“O avesso às vezes dá certo”

Silva é um dos sobrenomes mais comuns no Brasil, e, de acordo com uma pesquisa citada no site Wikipédia, estima-se que cerca de 10% de brasileiros – numa amostragem um número pequeno, mas, tomemos a liberdade de explanar como se estivéssemos falando de toda população, o que nos deixaria com 19, 4 milhões – possuem este sobrenome. Na falta de dados mais concretos ou falta de informação do IBGE, me contento, por hora, com esses 10%, e mais, ainda tomo a liberdade de falar que é provável que muitas pessoas que não estão inclusas dentro destes 10% possuam tal sobrenome, mas, facilitemos a escrita de meu raciocínio.

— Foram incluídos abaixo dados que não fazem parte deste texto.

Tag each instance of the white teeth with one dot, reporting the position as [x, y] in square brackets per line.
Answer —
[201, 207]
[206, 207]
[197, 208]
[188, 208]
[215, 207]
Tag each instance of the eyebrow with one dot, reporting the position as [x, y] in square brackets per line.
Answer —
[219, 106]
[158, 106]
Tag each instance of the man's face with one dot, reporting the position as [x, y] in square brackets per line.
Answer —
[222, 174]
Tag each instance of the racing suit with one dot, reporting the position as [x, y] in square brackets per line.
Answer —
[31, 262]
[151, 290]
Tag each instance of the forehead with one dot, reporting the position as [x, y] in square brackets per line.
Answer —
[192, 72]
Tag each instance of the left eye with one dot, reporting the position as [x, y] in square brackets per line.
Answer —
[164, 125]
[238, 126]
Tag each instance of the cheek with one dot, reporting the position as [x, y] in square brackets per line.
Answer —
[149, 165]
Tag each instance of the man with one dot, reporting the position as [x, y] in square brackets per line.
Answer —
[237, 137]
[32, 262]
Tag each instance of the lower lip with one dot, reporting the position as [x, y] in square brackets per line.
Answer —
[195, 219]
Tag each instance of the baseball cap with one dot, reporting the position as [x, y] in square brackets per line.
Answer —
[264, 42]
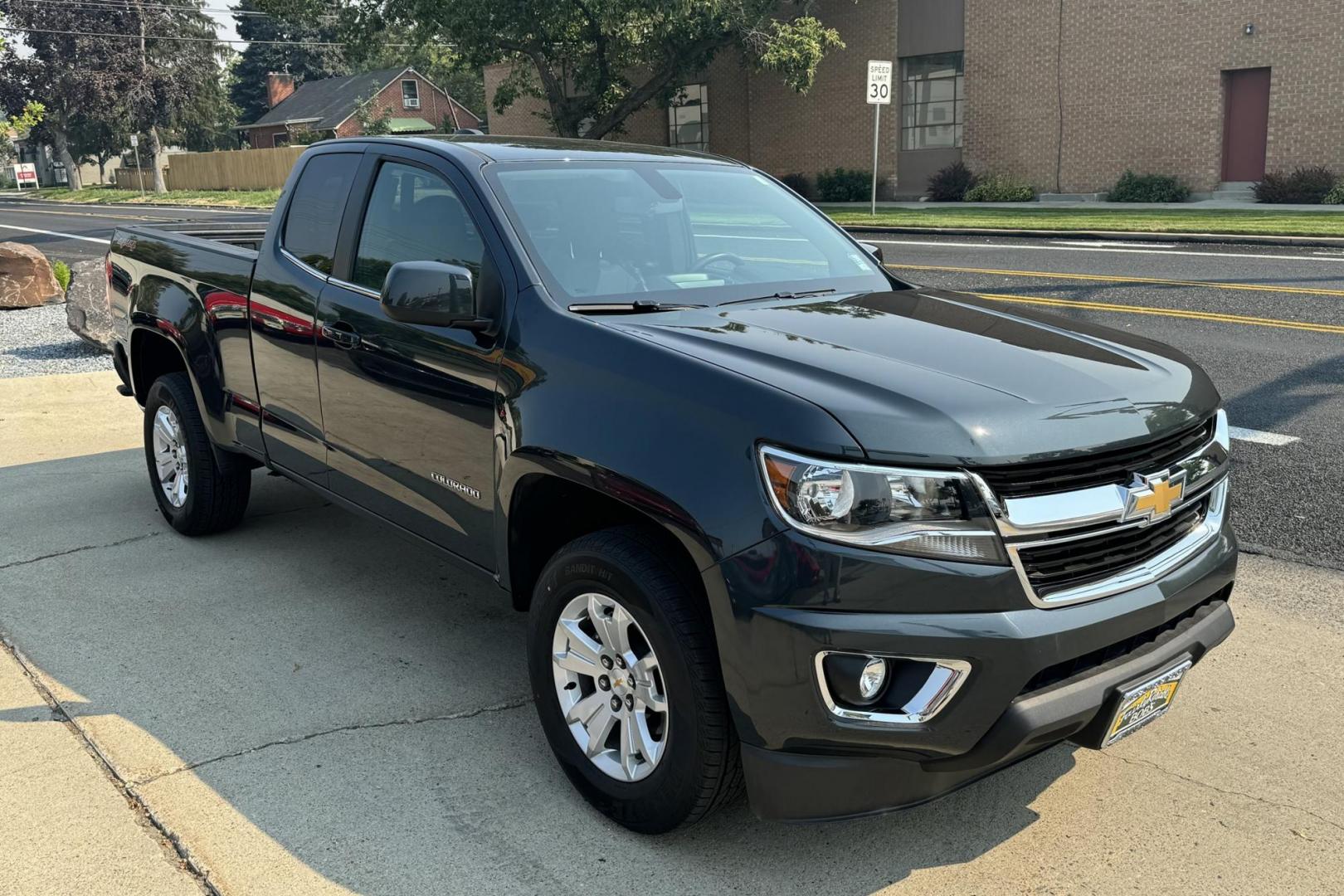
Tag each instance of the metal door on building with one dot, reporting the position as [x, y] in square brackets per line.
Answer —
[1244, 124]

Desta porcentagem, boa parte consegue uma maneira de esconder tal sobrenome, ou de não ter que usá-lo. O “comum” parece causar uma certa aversão nas pessoas, sobrenomes diferentes e incomuns costumam prevalecer diante desses que são a cara do Brasil – e de Portugal também – uma ressalva inclusive para o sobrenome desta que vos escreve, que preferiu o estrangeiro ao brasileiro, acontece, né?

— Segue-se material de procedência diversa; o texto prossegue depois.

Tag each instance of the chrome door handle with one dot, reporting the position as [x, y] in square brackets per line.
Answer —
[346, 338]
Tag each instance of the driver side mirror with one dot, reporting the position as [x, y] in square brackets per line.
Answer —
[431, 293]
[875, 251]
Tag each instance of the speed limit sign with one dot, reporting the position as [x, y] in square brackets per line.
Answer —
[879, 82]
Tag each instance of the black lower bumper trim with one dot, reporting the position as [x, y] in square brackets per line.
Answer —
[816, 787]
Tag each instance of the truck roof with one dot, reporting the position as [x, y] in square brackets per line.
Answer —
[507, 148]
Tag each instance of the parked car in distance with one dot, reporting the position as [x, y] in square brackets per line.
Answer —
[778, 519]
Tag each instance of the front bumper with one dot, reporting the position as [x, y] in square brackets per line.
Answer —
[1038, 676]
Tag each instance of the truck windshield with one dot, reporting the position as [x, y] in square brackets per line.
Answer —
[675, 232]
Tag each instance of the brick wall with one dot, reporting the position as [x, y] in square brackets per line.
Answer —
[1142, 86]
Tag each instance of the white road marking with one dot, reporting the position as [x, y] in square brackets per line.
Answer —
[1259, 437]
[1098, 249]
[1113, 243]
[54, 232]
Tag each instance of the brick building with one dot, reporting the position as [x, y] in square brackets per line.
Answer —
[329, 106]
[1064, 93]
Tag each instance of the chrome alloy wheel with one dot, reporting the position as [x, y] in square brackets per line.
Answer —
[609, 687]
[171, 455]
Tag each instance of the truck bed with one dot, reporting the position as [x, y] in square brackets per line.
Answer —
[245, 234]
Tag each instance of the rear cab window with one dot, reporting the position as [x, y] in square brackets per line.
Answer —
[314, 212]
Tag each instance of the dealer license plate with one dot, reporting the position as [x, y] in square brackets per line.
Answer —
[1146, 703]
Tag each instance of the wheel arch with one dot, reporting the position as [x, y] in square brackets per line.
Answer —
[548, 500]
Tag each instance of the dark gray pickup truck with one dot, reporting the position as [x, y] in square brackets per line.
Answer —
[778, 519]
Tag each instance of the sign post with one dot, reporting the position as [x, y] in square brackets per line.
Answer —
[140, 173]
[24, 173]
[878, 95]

E dentre esses quase 20 milhões de brasileiros um se destaca pelo seu, ao mesmo tempo que peculiar… comum, nome artístico. Apenas Silva. Assim é conhecido tal brasileiro, não sei se pelos mesmos motivos que a banda The Smiths, que queria provar ser tão comum quanto qualquer um na rua, mas, Silva, já em seu primeiro EP, mostra que de ordinário, nada tem.

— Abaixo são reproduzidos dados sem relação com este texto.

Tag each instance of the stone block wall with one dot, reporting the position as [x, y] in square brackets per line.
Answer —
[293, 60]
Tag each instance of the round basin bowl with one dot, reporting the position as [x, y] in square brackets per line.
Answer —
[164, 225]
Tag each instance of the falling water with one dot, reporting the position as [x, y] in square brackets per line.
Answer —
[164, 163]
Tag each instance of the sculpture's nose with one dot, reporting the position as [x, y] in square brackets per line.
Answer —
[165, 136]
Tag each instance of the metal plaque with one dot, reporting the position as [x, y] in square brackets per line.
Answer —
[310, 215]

Não sou nenhuma especialista de música, mas, quando meus ouvidos gostam de algo, não posso negar a vontade de escrever sobre, e com Silva foi assim. Suas letras leves e bonitas estão arranjadas em melodias que grudam de uma maneira instantânea em sua mente, não raro você se pega a cantarolar tentando adivinhar – ou lembrar – a letra que se encaixa ali, e logo dá play novamente no youtube para escutar mais uma vez.

Confesso que quando vi o videoclipe A visita, não foi a letra que me fez ouvir repetidas vezes – mesmo que esta já tivesse ficado a vaguear pela minha mente – e sim a forma como decidiram retratar tal música, a sequência de imagens em movimento me intrigou de tal maneira, que por vezes cheguei a conclusões diversas do que  queriam dizer com os músicos e seus rostos de animais  e com o funeral retratado de uma forma tão curiosa, que ainda consegue colocar um pequeno sorriso pela maneira que é conduzido.

O músico capixaba mistura em algumas de suas músicas o pop com uma batida levemente eletrônica, como na música Acidental, e ainda acrescenta o som de diversos instrumentos nas músicas, que, em conjunto com os outros elementos, conseguem evocar uma imagem em minha cabeça, como 12 de maio – que, de alguma forma, sempre me faz lembrar o Frevo de Olinda e seus guarda-chuvas coloridos.

Recentemente Silva também lançou seu primeiro álbum “Claridão”, e promete ser uma boa escolha para os brasileiros em vista de outras bandas que fazem sucesso aqui no Brasil – e no resto do mundo também. E como diz a letra de uma de suas músicas: “o avesso ás vezes dá certo”, e deu.